Do zdarzenia doszło w nocy z soboty na niedzielę na jednym z osiedli w Hrubieszowie (woj. lubelskie). Funkcjonariusze policji zostali wezwani na miejsce przez ratowników medycznych, którzy nie mogli poradzić sobie z agresywnym i samo-okaleczającym się mężczyzną.
„Zachowanie 25-latka wskazywało na to, że może on znajdować się pod wpływem środków odurzających lub innych, podobnie działających. Istniało realne zagrożenie dla życia i zdrowia 25-latka, który zadawał sobie kolejne obrażenia, a także dla ratowników i samych policjantów, których próbował zranić” – czytamy na stronie internetowej hrubieszowskiej policji.
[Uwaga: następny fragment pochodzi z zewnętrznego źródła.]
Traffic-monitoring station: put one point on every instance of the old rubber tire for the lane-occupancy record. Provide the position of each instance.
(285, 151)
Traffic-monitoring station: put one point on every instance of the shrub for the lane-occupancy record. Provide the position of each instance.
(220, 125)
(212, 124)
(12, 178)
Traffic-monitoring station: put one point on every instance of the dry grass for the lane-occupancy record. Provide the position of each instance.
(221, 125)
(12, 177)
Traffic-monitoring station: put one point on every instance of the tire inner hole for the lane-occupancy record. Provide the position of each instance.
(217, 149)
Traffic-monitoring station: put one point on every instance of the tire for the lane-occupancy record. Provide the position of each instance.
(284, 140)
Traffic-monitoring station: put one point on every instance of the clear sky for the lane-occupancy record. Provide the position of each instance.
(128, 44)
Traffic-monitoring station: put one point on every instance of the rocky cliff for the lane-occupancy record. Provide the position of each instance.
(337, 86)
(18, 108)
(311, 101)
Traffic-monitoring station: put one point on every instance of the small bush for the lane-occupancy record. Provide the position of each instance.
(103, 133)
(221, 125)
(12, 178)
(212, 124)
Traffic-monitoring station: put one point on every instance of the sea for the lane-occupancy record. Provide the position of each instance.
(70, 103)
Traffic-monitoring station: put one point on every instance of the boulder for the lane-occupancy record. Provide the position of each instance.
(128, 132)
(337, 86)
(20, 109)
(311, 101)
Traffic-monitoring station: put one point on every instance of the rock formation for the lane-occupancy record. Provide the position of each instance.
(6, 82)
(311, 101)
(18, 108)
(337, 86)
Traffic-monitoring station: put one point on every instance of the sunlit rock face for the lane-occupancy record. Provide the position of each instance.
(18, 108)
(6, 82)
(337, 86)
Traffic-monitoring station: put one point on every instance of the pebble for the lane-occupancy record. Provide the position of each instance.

W pewnym momencie mężczyzna wydostał się na klatkę schodową, gdzie znajdowało się okno (III piętro). Funkcjonariusze twierdzą, że istniało realne prawdopodobieństwo, iż będzie chciał z niego wyskoczył. Już wcześniej, przed przybiciem ratowników medycznych, mężczyzna chciał bowiem wyskoczyć z okna swojego mieszkania.
„Policjanci musieli bardzo szybko reagować. Młody człowiek przy użyciu środków przymusu bezpośredniego został obezwładniony i przewieziony karetką pogotowia do szpitala. Tam w nocy zmarł. Przyczyny śmierci wykaże sekcja zwłok” – czytamy.
Postępowanie prowadzi Prokuratura Okręgowa w Zamościu. Zgodnie z obowiązującymi procedurami, w związku z użyciem wobec 25-latka środków przymusu bezpośredniego, wszczęte zostały czynności kontrolne zlecone przez KWP w Lublinie.
Policjanci ustalają także, czy mężczyzna w ostatnim czasie nie kupował narkotyków czy też dopalaczy.